Joy Palmer was avoiding him. What should have been obvious after two phone calls didn’t hit him until he’d made four.
Ted was in sad shape. Real sad shape, not to have recognized that sooner. He’d kissed her, and it was as if his common sense had taken a flying leap out the proverbial window.
He’d liked Joy from the first. The woman enthralled him with her unabashed enthusiasm for life. The basketball game had cinched it. Even now he wasn’t sure what had prompted him to tail her to her father’s garage. From there the rest was history.
Unfortunately there was the small problem of Blythe. He needed to talk to her, but when he’d phoned she’d abruptly canceled their date without offering an explanation. He wondered if she’d heard about him and Joy but decided that was impossible. He would clear up matters with Blythe, but he’d wait for her to contact him. She would, he knew, and soon.
Ted left the office ten minutes late, trying to decide what he was going to do about Joy. From the office he headed directly to the Wilshire Grove Retirement Center. He smiled when he found Edith parked in her usual spot. On impulse he walked over and patted the Chevy’s hood.
"There’s no escaping me now,” he told the vehicle, and was confident that if Joy did decide to leave, her car would be most uncooperative. After all, Edith had brought them together.
Ted went directly to Joy’s office. He found her secretary in the outer office. "Joy Palmer, please,” he said as if he had a long-standing appointment.
His method worked as the young woman, who looked like a volunteer or a trainee, flipped through the pages of the appointment book. "I’m sorry, but Joy isn’t here.”
"May I ask where she is?”
Once again the assistant sorted through a variety of pages and then looked up with an apologetic expression. "It says here she’s meeting with the library committee, but—”
"Thanks.” Ted didn’t wait to hear the rest. It wasn’t necessary. With his grandmother as president, he knew more than he ever cared to about her precious committee. No doubt they were meeting in the library.
He found the committee members gathered around a table there. Since his grandmother loved her work so much, he recognized each woman in her small group by name. There was Emily and Thelma, Vera and Lois, Mary Frances, Justine, Dorothy, Joyce, Rachel, and a couple of others who had their heads turned away from him so he couldn’t see their faces.
Joy was one of those.
His grandmother was speaking—quite vehemently, he noted—when she saw him. Surprise caused her to falter, something he guessed didn’t happen often.
"Ted,” she said, recovering quickly.
Ted stepped into the compact room. "I’m sorry to interrupt you ladies,” he said, and his gaze found and connected with Joy’s. He loved the way the color rose up her neck and invaded her pale cheeks. "I need to speak with Joy Palmer, if that would be possible.”

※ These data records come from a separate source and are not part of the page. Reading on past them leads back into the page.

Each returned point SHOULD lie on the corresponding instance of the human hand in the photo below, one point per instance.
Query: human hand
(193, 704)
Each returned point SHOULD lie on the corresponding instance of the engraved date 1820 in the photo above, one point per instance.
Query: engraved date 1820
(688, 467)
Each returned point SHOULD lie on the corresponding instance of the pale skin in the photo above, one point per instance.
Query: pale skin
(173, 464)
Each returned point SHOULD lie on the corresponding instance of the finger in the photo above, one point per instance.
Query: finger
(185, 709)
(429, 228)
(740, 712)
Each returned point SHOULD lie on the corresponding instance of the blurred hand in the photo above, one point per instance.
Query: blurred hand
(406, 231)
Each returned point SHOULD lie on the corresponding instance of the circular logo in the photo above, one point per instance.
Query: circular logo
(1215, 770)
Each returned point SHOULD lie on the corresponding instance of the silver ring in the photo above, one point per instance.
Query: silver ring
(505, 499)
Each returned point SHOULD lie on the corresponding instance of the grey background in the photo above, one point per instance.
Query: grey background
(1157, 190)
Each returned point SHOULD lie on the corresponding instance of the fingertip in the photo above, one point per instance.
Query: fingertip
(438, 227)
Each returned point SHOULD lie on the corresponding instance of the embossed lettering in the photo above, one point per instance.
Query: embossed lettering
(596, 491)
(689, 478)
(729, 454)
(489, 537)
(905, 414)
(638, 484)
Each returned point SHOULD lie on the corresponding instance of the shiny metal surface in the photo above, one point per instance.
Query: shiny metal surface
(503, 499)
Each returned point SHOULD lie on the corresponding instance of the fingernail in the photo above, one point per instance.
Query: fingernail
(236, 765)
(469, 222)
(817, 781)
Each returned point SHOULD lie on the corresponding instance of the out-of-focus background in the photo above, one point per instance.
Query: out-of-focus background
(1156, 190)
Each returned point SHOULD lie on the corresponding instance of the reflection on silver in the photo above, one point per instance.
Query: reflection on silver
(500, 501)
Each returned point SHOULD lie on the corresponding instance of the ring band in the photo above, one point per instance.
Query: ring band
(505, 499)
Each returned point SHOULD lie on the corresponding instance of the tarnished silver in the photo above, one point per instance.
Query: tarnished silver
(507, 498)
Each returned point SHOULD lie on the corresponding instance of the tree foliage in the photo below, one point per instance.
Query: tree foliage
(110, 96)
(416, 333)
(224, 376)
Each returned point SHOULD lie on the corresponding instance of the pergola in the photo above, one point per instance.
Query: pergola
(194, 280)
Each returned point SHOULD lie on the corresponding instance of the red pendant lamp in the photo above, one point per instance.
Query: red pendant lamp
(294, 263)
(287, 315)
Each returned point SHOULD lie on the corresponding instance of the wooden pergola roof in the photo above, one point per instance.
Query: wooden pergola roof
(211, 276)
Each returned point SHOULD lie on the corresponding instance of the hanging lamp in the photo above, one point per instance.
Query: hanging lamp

"I’m in the middle of a meeting,” she protested, and looked to Catherine for support. She should have known better.
"It’s all right, dear,” Catherine said ever so sweetly. "We’ve already taken far more of your time than we intended. You go on and talk to your young man.”
This part about the "young man” was said as if she hadn’t a clue who Ted might be.
"Thanks, Grandma,” he said, and winked.
Catherine returned the gesture.
Reluctantly, as if this were the last thing she wanted to do, Joy stood. It took her another couple of minutes to gather her notes and pencils.
By the time she joined him in the hallway outside the library, her face was fire-engine red. "Just exactly what are you doing here?”
"We have a dinner date, remember?”
"I broke it.”
"I got your message. There’re two things you need to know about me, Joy Palmer. Number one, I don’t take ‘no’ easily, and number two, if you have something to tell me, I’d prefer you did it to my face.”
"All right,” she said, squaring her shoulders. "I can’t go to dinner with you.”
"Why can’t you?” he pressed. He wouldn’t make this easy for her, if that was what she assumed. He’d meant what he said about not taking "no” easily.
She stiffened and knotted her hands around the pad and pen she’d clenched against her chest. "Can’t you just accept the fact I changed my mind?” she pleaded, her back pressed against the wall. "Take Blythe.”
"I’m more interested in taking you,” he told her simply. "I can’t and won’t accept the fact you’ve changed your mind.”
Briefly she closed her eyes. She seemed to have gathered some inner strength, because when she opened them again, Ted saw something that hadn’t been there earlier.
"I don’t want to see you again, understand? That shouldn’t be so difficult, should it?” Her voice was cool and unemotional, unlike everything he knew her to be.
"It wouldn’t be so hard if I believed it.”
"What do I have to do to convince you? My word should be enough.”
"Not this time.” He backed her against the wall and loomed above her. Her huge eyes followed his movements.
"Let me go,” she insisted indignantly.
"In a minute,” he promised. This wasn’t what he’d planned, but then he didn’t really have a plan. There was only one way he could think of to convince Joy she was lying to herself as much as him. And that was to kiss her.
"Ted.”
"S-h-h,” he whispered, lowering his mouth to hers. His kiss was gentle and lengthy and convincing.